Поппи снова метнула в сторону матери быстрый взгляд. Лицо у той было испуганное, что невольно заставило ее подумать, как же сильно изменились времена. Нет, не то чтобы Поппи всерьез считала инцест обычным делом – просто теперь о таких вещах говорилось более открыто. А шок, который она испытала, был вызван другим. Мэйда никогда не была склонна к откровенности, поэтому Поппи была потрясена самим фактом признания, а то, о чем шла речь, как-то отошло на задний план. Поппи в глаза не видела этого своего внучатого дядю, не говоря уже обо всех остальных братьях. Да и та Мэйда, что когда-то жила в Мэйне, была для нее незнакомкой. А Мэйда, которую она знала с рождения, скорее откусила бы себе язык, чем призналась бы в том, что занималась любовью с кем-то кроме законного супруга. А уж с собственным дядей… Нет, такое и представить себе невозможно!
– Ну… – нерешительно протянула она, сама не понимая, какие чувства испытывает, узнав об этом романе. Как ни странно, самым сильным из них было облегчение. – По-моему, это даже… забавно.
– Забавно?!
– Конечно, в какой-то степени это безнравственно. Зато честно. И как-то очень по-человечески. Да и потом – кому какое дело? В конце концов, все это случилось сто лет назад, а с тех пор, насколько я помню, ты вела самый что ни на есть добропорядочный образ жизни.
– Твой отец так ничего и не узнал, – с вызовом бросила Мэйда, которой в словах дочери почему-то почудился упрек. – А я всю свою жизнь чувствовала себя виноватой перед ним. Можешь представить, каково это, когда тебя гложет совесть? И еще страх.

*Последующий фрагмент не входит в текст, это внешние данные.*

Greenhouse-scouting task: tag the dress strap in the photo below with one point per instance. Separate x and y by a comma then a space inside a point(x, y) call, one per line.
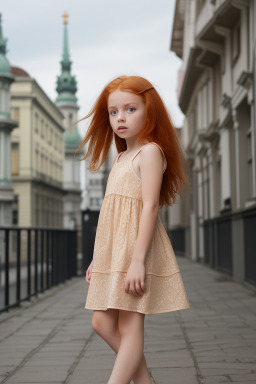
point(114, 160)
point(152, 142)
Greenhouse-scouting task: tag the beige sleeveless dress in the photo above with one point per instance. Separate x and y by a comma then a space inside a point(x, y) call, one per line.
point(115, 239)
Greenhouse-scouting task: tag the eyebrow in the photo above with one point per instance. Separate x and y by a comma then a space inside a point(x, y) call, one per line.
point(132, 102)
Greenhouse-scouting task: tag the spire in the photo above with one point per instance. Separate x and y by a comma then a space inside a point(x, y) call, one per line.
point(66, 83)
point(5, 69)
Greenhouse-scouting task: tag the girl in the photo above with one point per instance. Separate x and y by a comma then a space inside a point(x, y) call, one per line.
point(134, 270)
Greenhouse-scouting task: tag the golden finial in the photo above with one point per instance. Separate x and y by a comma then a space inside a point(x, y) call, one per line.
point(65, 17)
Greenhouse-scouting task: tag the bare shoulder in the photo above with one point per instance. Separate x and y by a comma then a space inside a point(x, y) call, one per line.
point(151, 154)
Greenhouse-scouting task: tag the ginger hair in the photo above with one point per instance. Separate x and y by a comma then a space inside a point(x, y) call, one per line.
point(157, 127)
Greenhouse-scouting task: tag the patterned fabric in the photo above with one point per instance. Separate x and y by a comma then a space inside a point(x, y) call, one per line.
point(115, 240)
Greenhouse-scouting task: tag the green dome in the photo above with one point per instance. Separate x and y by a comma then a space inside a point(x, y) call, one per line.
point(5, 68)
point(66, 83)
point(73, 139)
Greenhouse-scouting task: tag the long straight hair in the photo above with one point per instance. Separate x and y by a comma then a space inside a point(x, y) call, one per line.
point(157, 127)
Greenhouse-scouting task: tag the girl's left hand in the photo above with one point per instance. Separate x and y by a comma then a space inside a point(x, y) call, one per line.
point(135, 278)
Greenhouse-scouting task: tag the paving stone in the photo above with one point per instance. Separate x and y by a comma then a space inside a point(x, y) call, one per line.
point(52, 341)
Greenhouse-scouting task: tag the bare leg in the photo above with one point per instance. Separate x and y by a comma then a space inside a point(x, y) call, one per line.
point(130, 353)
point(105, 323)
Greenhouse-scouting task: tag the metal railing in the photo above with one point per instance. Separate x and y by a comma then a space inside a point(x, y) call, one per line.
point(33, 260)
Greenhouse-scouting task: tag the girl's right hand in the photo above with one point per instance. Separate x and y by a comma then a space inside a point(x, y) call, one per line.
point(89, 272)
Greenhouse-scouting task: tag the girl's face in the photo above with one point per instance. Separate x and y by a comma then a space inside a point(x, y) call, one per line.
point(126, 110)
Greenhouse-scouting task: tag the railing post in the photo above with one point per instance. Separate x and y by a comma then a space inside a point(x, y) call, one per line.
point(7, 268)
point(29, 264)
point(18, 267)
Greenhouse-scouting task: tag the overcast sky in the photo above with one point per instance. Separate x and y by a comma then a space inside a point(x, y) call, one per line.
point(107, 38)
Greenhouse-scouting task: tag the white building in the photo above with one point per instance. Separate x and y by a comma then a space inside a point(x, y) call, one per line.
point(216, 41)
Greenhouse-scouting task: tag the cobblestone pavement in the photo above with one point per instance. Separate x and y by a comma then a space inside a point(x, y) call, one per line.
point(50, 340)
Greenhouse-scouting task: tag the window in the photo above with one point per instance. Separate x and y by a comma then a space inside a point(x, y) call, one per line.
point(236, 43)
point(42, 128)
point(36, 122)
point(15, 158)
point(249, 160)
point(47, 132)
point(15, 113)
point(51, 136)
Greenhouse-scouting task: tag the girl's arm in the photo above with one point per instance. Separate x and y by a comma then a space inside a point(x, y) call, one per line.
point(151, 169)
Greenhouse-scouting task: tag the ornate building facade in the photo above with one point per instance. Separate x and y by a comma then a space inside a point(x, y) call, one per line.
point(216, 41)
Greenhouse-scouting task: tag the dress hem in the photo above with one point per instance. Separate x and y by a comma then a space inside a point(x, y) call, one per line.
point(145, 313)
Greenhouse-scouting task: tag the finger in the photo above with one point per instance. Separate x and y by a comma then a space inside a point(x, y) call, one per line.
point(127, 286)
point(134, 292)
point(143, 286)
point(138, 289)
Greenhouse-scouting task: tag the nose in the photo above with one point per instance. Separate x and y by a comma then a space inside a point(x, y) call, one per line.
point(121, 116)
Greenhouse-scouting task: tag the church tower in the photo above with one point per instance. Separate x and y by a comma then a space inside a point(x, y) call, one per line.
point(67, 103)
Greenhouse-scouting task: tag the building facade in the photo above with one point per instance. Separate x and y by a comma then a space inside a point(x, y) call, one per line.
point(216, 41)
point(37, 154)
point(7, 124)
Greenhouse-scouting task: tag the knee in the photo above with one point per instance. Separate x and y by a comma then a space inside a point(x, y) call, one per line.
point(130, 323)
point(96, 323)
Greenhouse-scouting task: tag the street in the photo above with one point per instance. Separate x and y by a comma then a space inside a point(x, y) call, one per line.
point(50, 340)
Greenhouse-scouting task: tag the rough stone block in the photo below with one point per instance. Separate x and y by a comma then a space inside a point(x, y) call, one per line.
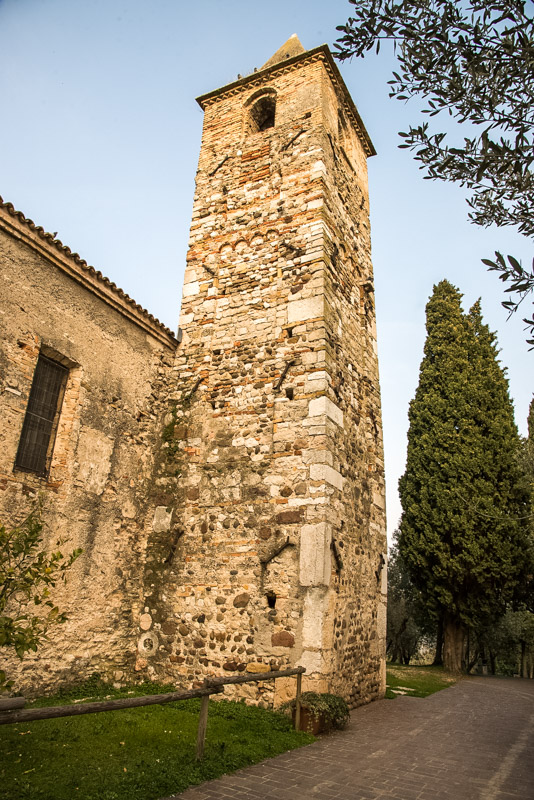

Но у Поппи и в мыслях не было упрекать мать. Что толку? Да и какое у нее право это делать, если у нее самой рыльце в пушку?
– Боялась, что отец узнает?
– Да. И это, знаешь ли, было невесело. Я работала как каторжная, чтобы у нас с ним все было хорошо. Ох, как же я работала!
– Думаю, тебе это удалось, – пробормотала Поппи.
– Да, это было совсем невесело, – словно не слыша ее, задумчиво повторила Мэйда. Съежившись на сиденье, она отвернулась к окну, дав понять, что считает разговор оконченным.
Но Поппи не намерена была останавливаться на этом – какое-то шестое чувство подсказывало ей, что в рассказе матери, в ее неожиданной откровенности есть нечто, касающееся лично ее, Поппи.
– И что же заставило тебя вспомнить об этом? – нарочито равнодушным тоном спросила она, когда они миновали офис Кэсси.
– Увидела кое-кого во Флориде.
– Мужчину? – не удержалась Поппи. Это было первое, что пришло ей в голову. В конце концов, Джордж Блейк, ее отец, умер уже почти три года назад. И если Мэйда познакомилась с кем-то и у нее начался новый роман, это могло заставить ее взглянуть на прошлое под совсем другим углом.
– Я была у психотерапевта.
Поппи едва не свалилась на пол.
– Господи, помилуй!
– Да. Я вдруг стала чувствовать себя старой. Но когда отправилась во Флориду, увидела, что я моложе большинства из тех, кто был там. В конце концов, мне ведь всего пятьдесят семь. По нынешним временам это, можно сказать, вторая молодость. Вот я и спросила себя, с чего это вдруг я почувствовала себя старой. И когда не смогла найти ответ, мне пришло на память одно имя…
– Этого твоего психотерапевта?
– Да, и она помогла мне увидеть и почувствовать то, о чем я мечтала.
– И что же это? – Поппи не могла скрыть глодавшее ее любопытство.
Мэйда повернулась к ней:
– Счастье. Радость. Лили сказала тебе, что она беременна?
Поппи кивнула – при мысли, что у сестры будет ребенок, ее сердце подпрыгнуло.
– Ну вот, и теперь я жду не дождусь, когда увижу своего внука. – Голос у Мэйды дрогнул. – Я буду делать для этого малыша то, что никогда не делала для Лили. Боюсь, я всегда была для нее дурной матерью.